Tuesday, October 23, 2012

Review: The Midwich Cuckoos by John Wyndham

The Midwich Cuckoos has been filmed twice under the title Village of the Damned, but you will find very little of what made it to the movie in the novel by John Wyndham. As always, it is best to treat book and movies as two separate entities.

Having seen the movies and knowing (I thought) what the book was about, I decided to read it for myself. The book is long on philosophy and sociological meanderings and short on plot. Most of the story is told from an insider's point of view, a narrator that was part of the Dayout when Midwich was separated from the rest of the countryside by an invisible wall that rendered anyone entering its influence unconscious. The narrator and his wife, not allowed to return home, decide to make an end run around the police and military and find a way into the village only to be rendered unconscious. They are pulled out by the police and waken slowly and with few side effects of their ordeal by unconsciousness.

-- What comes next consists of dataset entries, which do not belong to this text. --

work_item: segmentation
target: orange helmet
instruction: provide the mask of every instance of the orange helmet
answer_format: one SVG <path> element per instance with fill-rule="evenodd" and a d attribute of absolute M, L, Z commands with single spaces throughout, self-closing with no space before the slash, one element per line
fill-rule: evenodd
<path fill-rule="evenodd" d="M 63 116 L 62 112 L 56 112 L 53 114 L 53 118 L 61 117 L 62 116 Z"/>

When the Dayout ends, the residents, having been under the influence of the effect longer, have some difficulty returning to consciousness and many are freezing. Some of the residents caught out in the open and subjected to the effects longest died as a result of exposure.

The narrator is friend with Dr. Zellaby, an author of philosophical and sociological examinations of mankind, and he is the first to realize that the pregnancies of young virgins and every woman able to bear children in the village a result of the Dayout. The military also have an inkling since they saw an anomaly at the center of Midwich during the Dayout when they flew surveillance. Dr Zellaby's wife is also pregnant, but it turns out she was pregnant by the usual means and her child is not one of the golden-eyed male and female hive minds born.

I won't waste too much time detailing the differences between the movies and the book. The essence is there, but none of the flavor since Wyndham's novel is long on exposition and short on action. Most of the action is explained and detailed by the narrator and through long -- and sometimes boring -- conversations with Dr. Zellaby.

A novel about being tied to a changeling, or cuckoo as the novel terms the children, able to force the "mother's" return when she gets more than 6 miles from Midwich is something that only a man would term science fiction, having never given birth to a child or been tethered to the child's demands for food, clean diapers, and attention. Many of the mothers, and indeed Zellaby's own daughter, leave their children behind for the town and military intelligence, who have taken control of the situation, to deal with. The rest of the story leads up to the death of a young man that nearly ran down one of the Cuckoos and the subsequent vengeance taken by townspeople and the Children, which leads up to the extermination of the last group of Children from the Dayout in Midwich.

The Midwich Cuckoos is an interesting story written at a time when the conventions of fiction were different. As I said before, the book is long on exposition and hearsay and short on action. Everything, aside from Zellaby's lectures, most of which are convoluted philosophical Mobius strips, is told second-hand, except where the narrator is on the scene. The ending leaves a bit to be desired, but there is a solid story behind the archaic conventions of storytelling. The novel is worn around the edges by newer and brighter tales of the same stripe but the heart of the story remains what happens when man is threatened by a new and different species that might supplant him -- fear, anger, and eradication. That part of the story still holds true and is worth the reading.